How about a contrarian view? I see a world where Glass is ubiquitous. It easily becomes a primary hands-free interface with our smartphones. After all, even the Explorer Edition uses a combination of Bluetooth and tethered Wi-Fi to generate turn-by-turn directions, send dictated SMS messages, and place calls to any of 10 stored contacts. The thing is, I don’t need all of those functions every time I’m out. And I don’t snap a shot of every course I eat, either (though I do have to confess enjoyment in taking pictures of cars that cut me off in traffic as Glass’ reticles contract, target-acquired-style).
Video tends to be more situational. By default, Glass records 10 seconds at a time unless you tap, then tap again to Extend Video. Ten seconds is understandable given the impact on battery life. Admittedly, though, any arbitrary number makes it difficult to “time life.” More than once I started a recording in anticipation of an event, only to realize I’d be cut off before Glass could register my double-tap. I’m not sure there’s an easy solution to this.
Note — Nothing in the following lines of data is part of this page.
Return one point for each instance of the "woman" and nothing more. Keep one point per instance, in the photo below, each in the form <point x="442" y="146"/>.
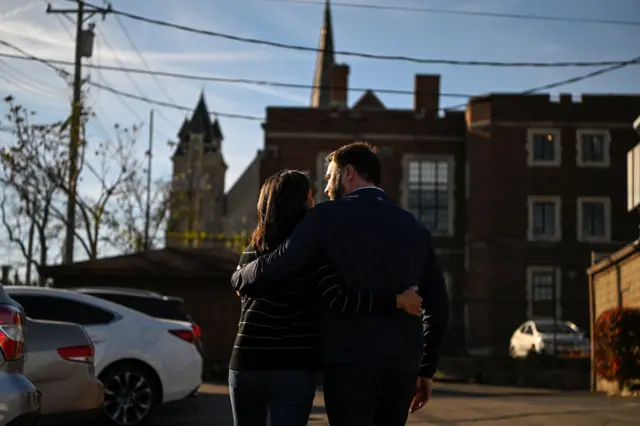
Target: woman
<point x="272" y="372"/>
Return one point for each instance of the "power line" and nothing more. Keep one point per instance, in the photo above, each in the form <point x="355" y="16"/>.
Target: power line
<point x="567" y="81"/>
<point x="263" y="42"/>
<point x="255" y="118"/>
<point x="142" y="59"/>
<point x="126" y="94"/>
<point x="529" y="17"/>
<point x="224" y="79"/>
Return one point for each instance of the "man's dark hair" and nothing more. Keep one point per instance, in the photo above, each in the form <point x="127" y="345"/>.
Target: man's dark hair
<point x="362" y="156"/>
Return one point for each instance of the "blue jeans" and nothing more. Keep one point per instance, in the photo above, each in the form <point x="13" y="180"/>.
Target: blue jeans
<point x="285" y="395"/>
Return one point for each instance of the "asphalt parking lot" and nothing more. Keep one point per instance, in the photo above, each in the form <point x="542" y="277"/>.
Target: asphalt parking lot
<point x="452" y="404"/>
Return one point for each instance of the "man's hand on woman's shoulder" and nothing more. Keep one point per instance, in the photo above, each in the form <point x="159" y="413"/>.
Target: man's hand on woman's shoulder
<point x="410" y="301"/>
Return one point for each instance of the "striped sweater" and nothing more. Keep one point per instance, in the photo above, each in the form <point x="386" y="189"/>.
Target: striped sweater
<point x="281" y="329"/>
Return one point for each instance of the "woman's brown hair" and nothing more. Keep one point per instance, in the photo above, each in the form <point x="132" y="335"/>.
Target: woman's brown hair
<point x="281" y="206"/>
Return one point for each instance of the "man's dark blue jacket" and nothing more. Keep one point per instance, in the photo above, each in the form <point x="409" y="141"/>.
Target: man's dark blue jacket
<point x="376" y="246"/>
At least for now, Glass’ place in my life is novel. It’s great for keeping your nose out of your phone, though the prism projector is really just a distraction in a different direction. In the animation below, you can see that both eyes look up to read the projected image, taking focus off of whatever is in front of you. Throughout the day, you’re going to put Glass on and then take it off when what you’re doing just isn’t relevant. And that’s where the funky form factor becomes unwieldy.
Enough cynicism, though. There are really awesome ways to use Glass, and I’m only two days in. Let’s say I’m in the lab, working on an upcoming platform review, and want to demonstrate to the Tom’s Hardware editors how to configure the latest version of our automated benchmark suite. I can “hang out with…” the staff, keep both hands free, and have them see what I’m doing from my perspective.
Or maybe, someday, I’m trying to teach my son Lucas how to ride a bike. I want to capture that moment. But I don’t want a smartphone in one hand and his handlebars in the other. Throw Glass on, interact with him naturally, and record it all. Glass is going to be a great way for parents to memorialize a lot of firsts without managing birthday parties, juggling Christmas presents, or trying to steady those first few steps while glancing over at a camera screen. This puts the moment in point-of-view, and it doesn’t create a spectator out of you. You remain a participant in life, and you get the tape when the action is over.